Mr Auton said the obvious solution would be to bring in people from overseas, however, that was a lengthy process.
“Crane operators aren’t actually recognized as a qualified profession or job and the ANZSCO [Australian and New Zealand Standard Classification of Occupations] system, which is the basis in which Immigration put people on the shortage list.
“They’re not high enough up the list to be put on the short list so they’ve got to be brought in on a one-on-one basis and that process can take some time.
“Until the system changes and we move away from ANZSCO, which is predominately an Australian system, then I doubt very much whether we’ll get changes.”
In the meantime, he said they were working on boosting qualifications for the profession.
“We’re looking at unit standards that can be entered at an earlier age than we currently have entering the industry. The average age of someone coming into this industry now is about 24 so we’re looking at trying to capture the young people between 18 and 24.”
Auckland and Waikato Cranes chief executive Philip Gedye said if he had another 12 people he could put them to work straight away.
“We’re definitely very affected by the shortage of skilled people familiar with high-hazard operations. Crane operators, truck drivers, riggers, dogman, all those sorts of people are in heavy demand and short supply.
“On any given day we would have assets sitting idle that could otherwise have gone out the gate on booked jobs simply for the lack of competent or qualified person to operate them.”
He said it meant illness or absence had a knock-on effect that meant people doing longer shifts.
“We’re trying various recruitment and training things to take people we’ve got and make them more multi-skilled [and] to seek to get new people in whether that be younger trainees or even people who have retired.
“We’re looking at immigrant labor that’s skilled as well. We’re progressing on that front towards the accredited employer scheme.”

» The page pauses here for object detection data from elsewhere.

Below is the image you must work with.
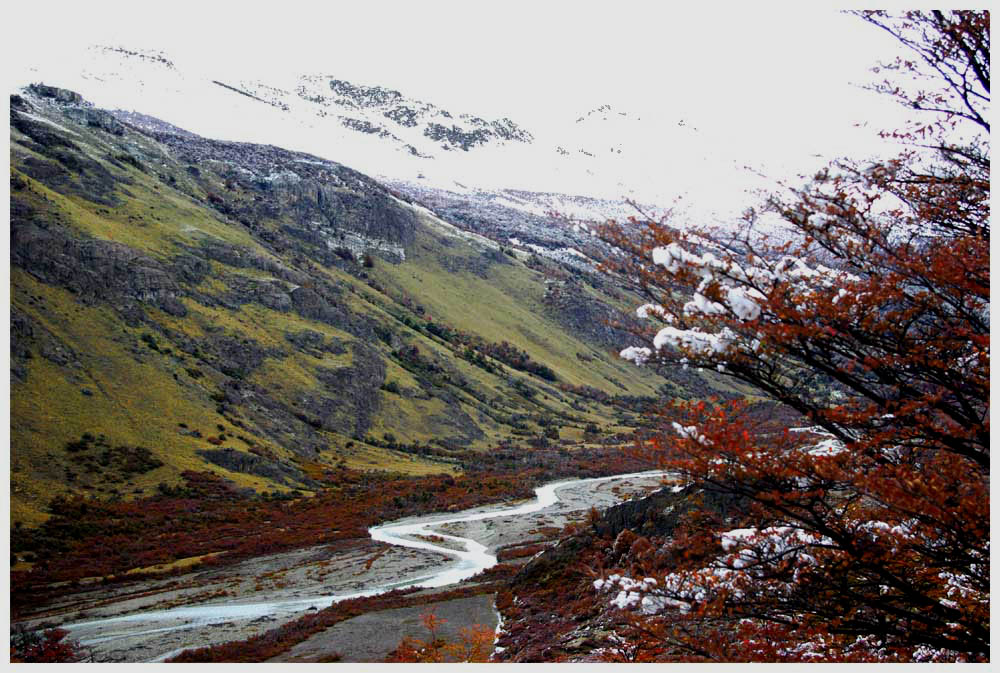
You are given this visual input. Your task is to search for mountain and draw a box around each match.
[10,85,740,524]
[17,46,762,221]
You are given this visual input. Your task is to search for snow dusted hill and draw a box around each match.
[15,46,784,235]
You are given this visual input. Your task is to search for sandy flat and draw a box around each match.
[35,477,660,661]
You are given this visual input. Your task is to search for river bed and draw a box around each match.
[50,472,662,661]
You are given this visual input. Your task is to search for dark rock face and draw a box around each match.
[285,329,347,357]
[199,334,286,379]
[196,448,315,487]
[66,107,125,136]
[498,488,749,663]
[28,84,83,105]
[10,220,186,315]
[301,342,385,437]
[544,282,636,348]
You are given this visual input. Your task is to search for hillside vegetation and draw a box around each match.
[10,86,725,525]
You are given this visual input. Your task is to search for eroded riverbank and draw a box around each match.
[39,474,660,661]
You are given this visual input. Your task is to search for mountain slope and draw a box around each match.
[10,86,736,523]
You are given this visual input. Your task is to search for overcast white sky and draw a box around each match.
[7,0,932,210]
[8,0,908,125]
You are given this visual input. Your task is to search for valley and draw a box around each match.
[10,85,720,661]
[23,474,661,661]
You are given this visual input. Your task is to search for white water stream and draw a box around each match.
[62,471,665,661]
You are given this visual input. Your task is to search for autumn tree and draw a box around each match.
[387,612,494,663]
[594,11,990,661]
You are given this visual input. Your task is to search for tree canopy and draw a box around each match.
[595,11,990,661]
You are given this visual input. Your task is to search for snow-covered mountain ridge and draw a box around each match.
[18,47,776,228]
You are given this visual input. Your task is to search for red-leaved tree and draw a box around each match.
[595,11,990,661]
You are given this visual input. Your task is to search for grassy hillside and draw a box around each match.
[10,89,728,524]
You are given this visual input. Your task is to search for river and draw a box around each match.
[61,471,664,661]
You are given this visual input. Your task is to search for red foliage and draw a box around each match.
[10,626,84,664]
[11,449,642,613]
[588,11,990,661]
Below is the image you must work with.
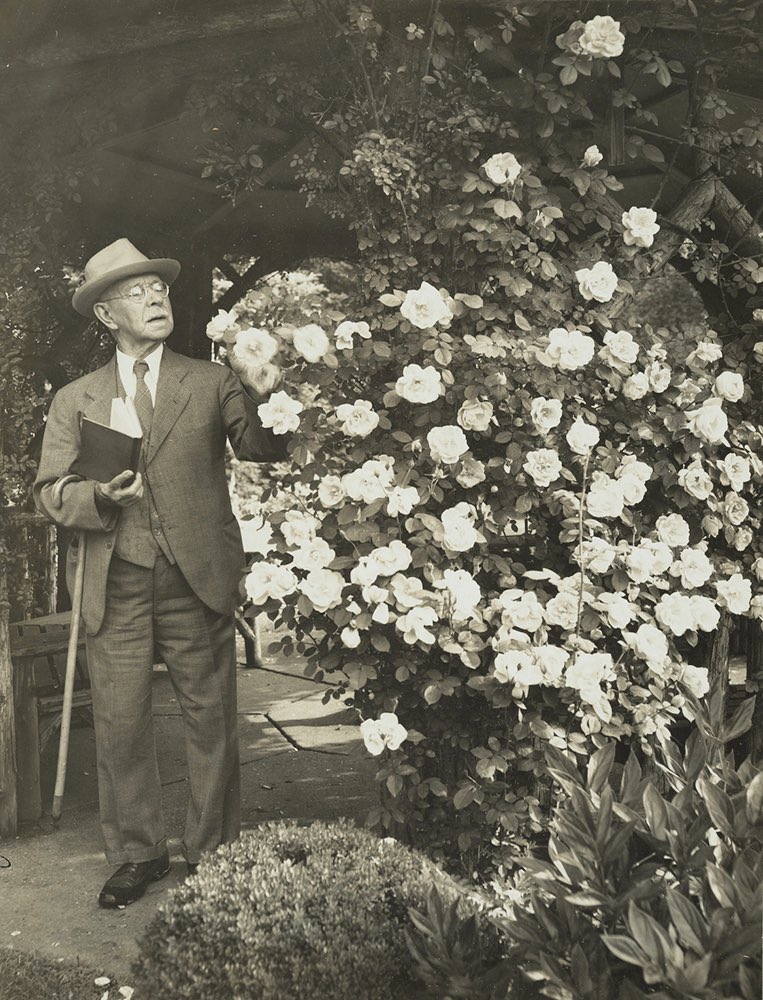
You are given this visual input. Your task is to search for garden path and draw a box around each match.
[0,620,377,983]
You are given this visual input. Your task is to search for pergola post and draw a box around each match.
[169,247,212,358]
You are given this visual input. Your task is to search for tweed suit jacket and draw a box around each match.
[34,345,285,635]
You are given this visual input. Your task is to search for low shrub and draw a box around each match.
[499,703,763,1000]
[402,695,763,1000]
[134,821,490,1000]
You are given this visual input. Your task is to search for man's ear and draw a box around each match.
[93,302,117,330]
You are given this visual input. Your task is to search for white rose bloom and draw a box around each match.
[541,327,596,372]
[369,538,413,576]
[427,424,469,465]
[678,459,713,500]
[395,607,437,646]
[339,625,360,649]
[395,365,442,403]
[238,516,273,556]
[281,510,321,547]
[442,569,482,622]
[482,153,522,184]
[400,281,453,330]
[623,372,649,399]
[522,448,562,487]
[578,14,625,59]
[440,501,480,552]
[533,645,570,686]
[586,472,624,518]
[615,455,654,483]
[686,340,723,365]
[593,592,636,629]
[622,205,660,247]
[360,712,408,757]
[292,323,331,364]
[626,625,670,670]
[734,528,754,552]
[565,417,599,455]
[233,327,278,368]
[564,653,615,702]
[718,452,752,493]
[670,548,715,590]
[342,462,394,503]
[257,389,304,434]
[640,538,673,576]
[625,545,654,583]
[723,490,750,526]
[530,396,562,434]
[543,591,578,631]
[291,538,336,570]
[644,361,673,393]
[299,569,344,611]
[687,397,729,444]
[599,330,639,371]
[617,476,646,507]
[456,399,493,431]
[318,476,347,507]
[573,535,617,573]
[336,399,379,437]
[389,573,431,611]
[206,309,238,344]
[680,663,710,698]
[715,573,752,615]
[499,591,543,632]
[655,514,689,549]
[691,594,721,632]
[244,562,297,605]
[580,146,604,167]
[334,319,371,351]
[715,372,744,403]
[654,594,697,635]
[575,260,617,302]
[387,486,421,517]
[493,649,543,697]
[456,455,485,490]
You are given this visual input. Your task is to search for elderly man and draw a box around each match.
[35,239,283,907]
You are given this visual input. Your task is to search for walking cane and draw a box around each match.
[51,475,87,823]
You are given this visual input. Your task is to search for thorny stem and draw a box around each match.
[413,0,440,143]
[575,451,591,639]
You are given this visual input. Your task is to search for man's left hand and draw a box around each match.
[228,351,283,396]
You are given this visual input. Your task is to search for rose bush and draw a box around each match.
[203,3,763,868]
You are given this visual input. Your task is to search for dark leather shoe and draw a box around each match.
[98,851,170,909]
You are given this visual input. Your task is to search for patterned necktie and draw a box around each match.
[132,361,154,440]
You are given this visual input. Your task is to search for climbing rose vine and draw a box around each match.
[203,3,763,864]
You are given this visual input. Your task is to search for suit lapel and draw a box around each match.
[146,345,191,464]
[84,354,118,424]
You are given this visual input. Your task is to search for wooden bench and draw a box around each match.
[9,611,93,823]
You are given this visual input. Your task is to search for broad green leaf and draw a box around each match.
[666,887,708,955]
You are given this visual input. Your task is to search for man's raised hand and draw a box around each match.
[95,469,143,507]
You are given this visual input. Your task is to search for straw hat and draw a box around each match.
[72,237,180,319]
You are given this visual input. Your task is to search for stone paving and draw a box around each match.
[0,639,377,983]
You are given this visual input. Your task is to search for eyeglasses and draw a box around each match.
[100,281,170,302]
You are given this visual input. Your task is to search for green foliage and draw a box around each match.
[135,822,484,1000]
[406,888,532,1000]
[195,0,763,872]
[497,704,763,1000]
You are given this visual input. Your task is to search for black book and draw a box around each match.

He too pointed to the difficulty bringing in workers from overseas.
In the absence of skilled offshore staff, he said some in the industry were cutting corners when it came to recruitment.
“We have observed some behaviors and practices around the industry that are less than ideal or symptomatic.
“Sometimes it’s not necessarily things that are that bad but it’s just obvious that training hasn’t been put in or that maybe employers are scraping the barrel when it comes to who they take on simply because of the desperation of meeting their client’s needs.”
However, Smith Crane and Construction managing director Tim Smith was not feeling the pressure and said the construction boom had meant his company could expand.
“We’ve probably purchased 20 cranes in the last 12 months: A combination of tower cranes predominantly used in the high-rise sector, crawlers, which are predominately in the infrastructure and foundation works, and mobile cranes which taxi about.”
He had no problems finding people to operate them.
“We’ve got a good loyal crew of staff and we’ve supplemented that with quite a few Filipino immigrants coming in who have proved really reliable and very good at what they do,” Mr Smith said.
That was in part due to being an Immigration New Zealand-accredited employer, which meant it was easier to hire workers form abroad.
“Most of the guys we’ve attracted have been the top-end people who have been working in the Middle East or Africa etc. We’ve had a few and then when you look after them, pay them well, and treat them very well, they’re pretty keen to invite their friends along.”